El proyecto oficial para reformar la Carta Orgánica del Banco Central es “necesario, pero timorato”, según el diagnóstico del abogado Horacio Liendo, quien reclamó avanzar hacia un régimen de libertad cambiaria plena y advirtió que, mientras subsista el control de cambios, persistirá el riesgo de “corrupción”.

La crítica llegó en medio del debate legislativo por la nueva ley del ente monetario, uno de los proyectos centrales de la agenda de desregulación que impulsa el equipo económico de Javier Milei.

Liendo, abogado especializado en derecho bancario y en la reestructuración de deuda pública, expuso este mediodía en un almuerzo semanal del Rotary Club de Buenos Aires, donde repasó la historia de las crisis económicas argentinas y evaluó los desafíos de la actual gestión libertaria.

El especialista fue uno de los arquitectos legales del plan de Convertibilidad en los años 90, cuando se desempeñó como secretario de Coordinación del Ministerio de Economía junto a Domingo Cavallo y, posteriormente, como director del Banco Central.

También participó de la negociación de la deuda externa en el Plan Brady y el Club de París, y volvió a la función pública en 2001, en el tramo final del gobierno de Fernando de la Rúa.

En su exposición, Liendo señaló una inconsistencia entre el discurso oficial de “cambio profundo” y la persistencia de reglas cambiarias que, dijo, datan de la década de 1930. Apuntó en particular contra el control de cambios y la obligación de liquidar divisas, y sostuvo que la Argentina debería avanzar hacia “un régimen de total libertad cambiaria” en el que el Banco Central se limite a regular el mercado monetario y financiero, sin intervenir sobre el mercado de cambios.

Fue en ese contexto que planteó su frase más contundente: en un esquema de libertad cambiaria plena “no hay posibilidad de corrupción”, en referencia a los incentivos que —según su visión— genera hoy el propio esquema de controles.

Sobre el proyecto de reforma de la Carta Orgánica del BCRA, que retoma estándares de la época de la Convertibilidad para limitar el financiamiento del Banco Central al Tesoro, Liendo fue elogioso pero remarcó sus límites: “No está inserta en el cambio de régimen monetario que Argentina necesita.
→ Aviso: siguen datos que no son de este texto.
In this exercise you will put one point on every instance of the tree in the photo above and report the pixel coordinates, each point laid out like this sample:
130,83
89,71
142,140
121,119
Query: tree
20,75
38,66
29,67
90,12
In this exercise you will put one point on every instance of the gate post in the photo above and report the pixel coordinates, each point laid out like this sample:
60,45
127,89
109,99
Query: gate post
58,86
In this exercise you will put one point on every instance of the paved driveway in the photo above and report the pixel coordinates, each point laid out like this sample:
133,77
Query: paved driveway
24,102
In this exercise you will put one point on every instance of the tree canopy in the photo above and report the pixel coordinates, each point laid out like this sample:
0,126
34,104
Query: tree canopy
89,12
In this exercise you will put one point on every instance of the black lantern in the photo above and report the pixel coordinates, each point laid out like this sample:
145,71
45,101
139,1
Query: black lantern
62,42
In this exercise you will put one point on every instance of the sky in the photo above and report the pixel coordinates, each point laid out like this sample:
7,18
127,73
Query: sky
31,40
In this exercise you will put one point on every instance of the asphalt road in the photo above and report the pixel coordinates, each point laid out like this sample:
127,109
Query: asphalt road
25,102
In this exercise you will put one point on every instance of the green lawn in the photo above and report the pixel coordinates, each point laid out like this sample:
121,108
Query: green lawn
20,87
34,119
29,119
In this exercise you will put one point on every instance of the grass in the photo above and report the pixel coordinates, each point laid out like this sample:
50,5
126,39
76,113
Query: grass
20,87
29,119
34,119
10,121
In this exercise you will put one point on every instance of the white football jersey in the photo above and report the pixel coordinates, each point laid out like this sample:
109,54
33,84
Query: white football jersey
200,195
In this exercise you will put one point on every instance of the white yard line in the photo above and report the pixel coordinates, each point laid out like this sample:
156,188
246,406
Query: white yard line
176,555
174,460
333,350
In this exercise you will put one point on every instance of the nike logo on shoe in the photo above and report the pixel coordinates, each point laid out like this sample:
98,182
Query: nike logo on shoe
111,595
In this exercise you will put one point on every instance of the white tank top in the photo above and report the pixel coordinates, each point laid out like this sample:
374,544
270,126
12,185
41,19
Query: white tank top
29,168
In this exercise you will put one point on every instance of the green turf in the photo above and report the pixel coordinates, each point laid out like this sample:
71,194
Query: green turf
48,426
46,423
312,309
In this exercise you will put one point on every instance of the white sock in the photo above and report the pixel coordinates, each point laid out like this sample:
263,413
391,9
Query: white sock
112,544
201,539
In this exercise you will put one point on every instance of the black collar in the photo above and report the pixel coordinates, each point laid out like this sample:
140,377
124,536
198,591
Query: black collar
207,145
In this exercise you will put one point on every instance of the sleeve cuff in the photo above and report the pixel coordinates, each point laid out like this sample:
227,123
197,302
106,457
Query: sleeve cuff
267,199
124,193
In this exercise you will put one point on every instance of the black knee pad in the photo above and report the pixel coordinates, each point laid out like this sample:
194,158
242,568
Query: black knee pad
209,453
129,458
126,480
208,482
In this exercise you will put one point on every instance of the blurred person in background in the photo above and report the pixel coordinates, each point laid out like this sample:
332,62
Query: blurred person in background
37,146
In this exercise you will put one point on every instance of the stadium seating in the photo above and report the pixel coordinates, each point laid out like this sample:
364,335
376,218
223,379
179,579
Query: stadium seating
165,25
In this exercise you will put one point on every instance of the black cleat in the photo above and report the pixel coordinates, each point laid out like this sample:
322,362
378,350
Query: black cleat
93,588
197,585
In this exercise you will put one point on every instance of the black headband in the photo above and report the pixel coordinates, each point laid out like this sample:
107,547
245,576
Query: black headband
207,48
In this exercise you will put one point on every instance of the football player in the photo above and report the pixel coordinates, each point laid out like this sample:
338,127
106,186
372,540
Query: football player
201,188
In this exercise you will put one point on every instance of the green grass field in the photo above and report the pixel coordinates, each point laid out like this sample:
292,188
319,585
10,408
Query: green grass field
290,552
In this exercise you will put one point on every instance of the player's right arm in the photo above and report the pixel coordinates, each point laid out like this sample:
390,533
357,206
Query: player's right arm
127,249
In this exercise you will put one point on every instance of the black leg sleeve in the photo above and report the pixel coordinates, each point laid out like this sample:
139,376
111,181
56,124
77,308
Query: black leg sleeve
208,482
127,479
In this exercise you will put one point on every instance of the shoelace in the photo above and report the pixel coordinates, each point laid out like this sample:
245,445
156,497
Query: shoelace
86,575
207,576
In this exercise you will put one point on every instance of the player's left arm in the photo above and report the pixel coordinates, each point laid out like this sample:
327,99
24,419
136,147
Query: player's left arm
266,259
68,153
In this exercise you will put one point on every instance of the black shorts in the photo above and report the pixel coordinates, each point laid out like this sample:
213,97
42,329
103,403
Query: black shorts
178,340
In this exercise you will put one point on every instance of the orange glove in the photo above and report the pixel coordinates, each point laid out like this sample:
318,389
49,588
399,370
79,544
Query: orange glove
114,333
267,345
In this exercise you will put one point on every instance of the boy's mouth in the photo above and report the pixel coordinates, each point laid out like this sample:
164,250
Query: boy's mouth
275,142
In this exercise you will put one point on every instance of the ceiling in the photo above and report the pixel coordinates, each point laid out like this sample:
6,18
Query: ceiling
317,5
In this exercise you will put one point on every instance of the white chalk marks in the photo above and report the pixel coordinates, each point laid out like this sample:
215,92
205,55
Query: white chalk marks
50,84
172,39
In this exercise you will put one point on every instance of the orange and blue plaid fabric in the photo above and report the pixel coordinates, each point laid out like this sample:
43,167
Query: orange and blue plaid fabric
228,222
Es parte de eso, pero no es suficiente”, afirmó.

El expositor también cuestionó el Régimen de Incentivo para Grandes Inversiones (RIGI), al que calificó de “conceptualmente equivocado” por crear una suerte de “fueros” para quienes inviertan más de 200 millones de dólares. Consideró que ese esquema desalienta las inversiones “normales y regulares” y puede generar apreciaciones artificiales del tipo de cambio que terminen perjudicando a la actividad económica en su conjunto.

Hacia el cierre, Liendo llamó a distinguir las “fuentes sanas” del pensamiento liberal de sus versiones extremas, en una definición que aplicó tanto al peronismo como al armado libertario: “Así como dije que el peronismo era un extremismo de la doctrina social de la Iglesia, el libertarismo sería un extremismo del pensamiento liberal. Todos los extremismos son malos”, concluyó.